THE DATA
Media Credit: Center for Geospatial Information Sciences
About the Data – SEDA 2023 Version 5.0
Our dataset comes from The Educational Opportunity Project at Stanford University, a national database that contains rich data for insight into academic performance. Among these datafiles is SEDA 2023, a dataset for the 2019-2023 Education Recovery project. This resource has data files, technical documentation, and data codebooks that are available to the public. The SEDA 2023 Version 5.0 that we use contains files on technical documentation and dataset that includes yearly pooled math and rzeading achievement scores at the administrative school district level, organized by state, and subgroup (race/ethnicity and socioeconomic status).

Data Sources and Collection Method
It is designed to provide data for researchers, policymakers, educators, and parents to address educational opportunities for all children. SEDA2023 is part of a larger partnership with Harvard University’s Center for Education Policy Research, aimed at analyzing school district average achievement in 2023—three years after the onset of COVID-19 pandemic. The Bill and Melinda Gates Foundations provided a grant for the construction of SEDA 2023, with additional research support from the Carnegie Corporation of New York, Bloomberg Philanthropies, and Kenneth C. Griffin. The data on student achievement in each state was provided by The National Center for Education Statistics (NCES) and the National Assessment Governing Board.
The first step of creating this dataset is getting a school-to-district crosswalk, which assigns each school to its operating administrative district. Next, data were cleaned by removing cases with low participation rates, incomplete subgroup information, Primary Testing Rate < 95%, or excessive use of alternate assessments. This step ensured that only data meeting quality was carried forward. After that, using Heteroskedastic Ordered Probit (HETOP) models, scores were estimated for each state, subject, grade, and year. The prepared data were used to estimate mean test scores at both the district and state levels using pooled statistical models. Two sets of estimates were produced—one using ordinary least squares (OL) and another using Empirical Bayes (EB) methods. Next, the final test score estimates were standardized relative to the 2019 national average (Year Standardized scale) and adjusted to reflect average per-grade growth (Grade Year Standardized scale). Finally, changes over time (pre- and post-pandemic) were calculated, and data that did not meet reliability thresholds were suppressed or flagged.
Application of Data
Our dataset can help us compare pre-pandemic academic performance with post-pandemic academic performance in two states that implemented different COVID shutdown and masking policies— California and Ohio, as it has information from 2019 (pre-pandemic) and 2022, 2023 (2-3 years after the pandemic). Because we have test score estimates from 2022 and 2023, we can gain insight into the academic recovery since schools have started to return to fully in-person learning. The two primary sources for SEDA2023 are EDFacts, which collects aggregated test scores from each state’s standardized testing programs, from grades 3-8 in math and reading language arts, and state-reported accountability data, which are publicly reported district proficiency data. Both are federal responsibilities, with EDFacts required by federal law and state-reported scores falling under federal accountability.

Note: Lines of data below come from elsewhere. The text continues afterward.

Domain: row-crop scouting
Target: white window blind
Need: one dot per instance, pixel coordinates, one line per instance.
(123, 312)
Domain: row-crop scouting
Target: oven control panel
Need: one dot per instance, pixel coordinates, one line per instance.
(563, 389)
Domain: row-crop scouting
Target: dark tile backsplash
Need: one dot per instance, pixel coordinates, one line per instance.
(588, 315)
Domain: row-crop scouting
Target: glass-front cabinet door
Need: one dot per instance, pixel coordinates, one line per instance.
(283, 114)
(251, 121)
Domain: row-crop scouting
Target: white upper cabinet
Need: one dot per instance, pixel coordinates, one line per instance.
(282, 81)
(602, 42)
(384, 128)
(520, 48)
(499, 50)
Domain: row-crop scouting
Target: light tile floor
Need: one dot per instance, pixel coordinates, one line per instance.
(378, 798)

Limitations and Exclusions
It is important to note that there is some information that was left out from the SEDA2023 dataset. The dataset, focused on educational lacks individual-level details such as socioeconomic status and specific educational needs due to privacy concerns. It also omits data on school ratings, teacher qualifications, and other qualitative factors, alongside external elements like community support and parental involvement. This absence of information restricts deeper analyses on how local policies and the COVID-19 pandemic have impacted academic performance.

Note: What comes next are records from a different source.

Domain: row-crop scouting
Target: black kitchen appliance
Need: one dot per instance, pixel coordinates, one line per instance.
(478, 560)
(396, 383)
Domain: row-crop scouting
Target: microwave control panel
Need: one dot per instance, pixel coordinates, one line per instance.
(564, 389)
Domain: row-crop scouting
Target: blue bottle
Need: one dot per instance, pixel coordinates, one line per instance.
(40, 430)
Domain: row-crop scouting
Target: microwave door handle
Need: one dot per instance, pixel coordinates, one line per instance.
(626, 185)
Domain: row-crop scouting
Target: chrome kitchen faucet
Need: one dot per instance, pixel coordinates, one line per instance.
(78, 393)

Critically, the dataset does not include high school data, only covering grades 3-8. This omission prevents analysis of how the pandemic affected students in high school, who face unique challenges such as college entrance exam preparation and significant life decisions. The lack of high school data limits understanding of changes in college readiness and the effectiveness of remote learning for older students.
Lastly, the dataset primarily relies on aggregated test score data, which does not track individual student progress over time and is confined to binary representations of race and gender, alongside socioeconomic status aggregated at the district level. This focus on test scores as the primary measure of success overlooks broader educational and developmental factors, potentially leading to a narrowed understanding of educational success.
Exploratory Data Analysis (EDA)
In our project, we chose to focus on California and Ohio. To understand our data composition before developing visualizations, we performed exploratory data analysis, uncovering count of scores collected and distribution between english and math test scores.

This bar graph displays the number of students tested in California (CA) vs Ohio (OH) in 2023. CA has more students tested overall than Ohio, but both have substantial amounts of data collected.

The two standardized test scores collected were english language arts and math. In this visualization, we aim to uncover the distribution of subject scores collected in both California and Ohio. We observe that California’s collected scores are almost evenly distributed, with 51.9% of collected scores being the math subject and the remaining 48.1% of scores being english. On the other hand, the distribution in Ohio is less even, with 66.1% of collected scores being English and the remaining 33.9% scores being math. Our goal is to be conscious of our data’s features and their distributions before proceeding with further analysis.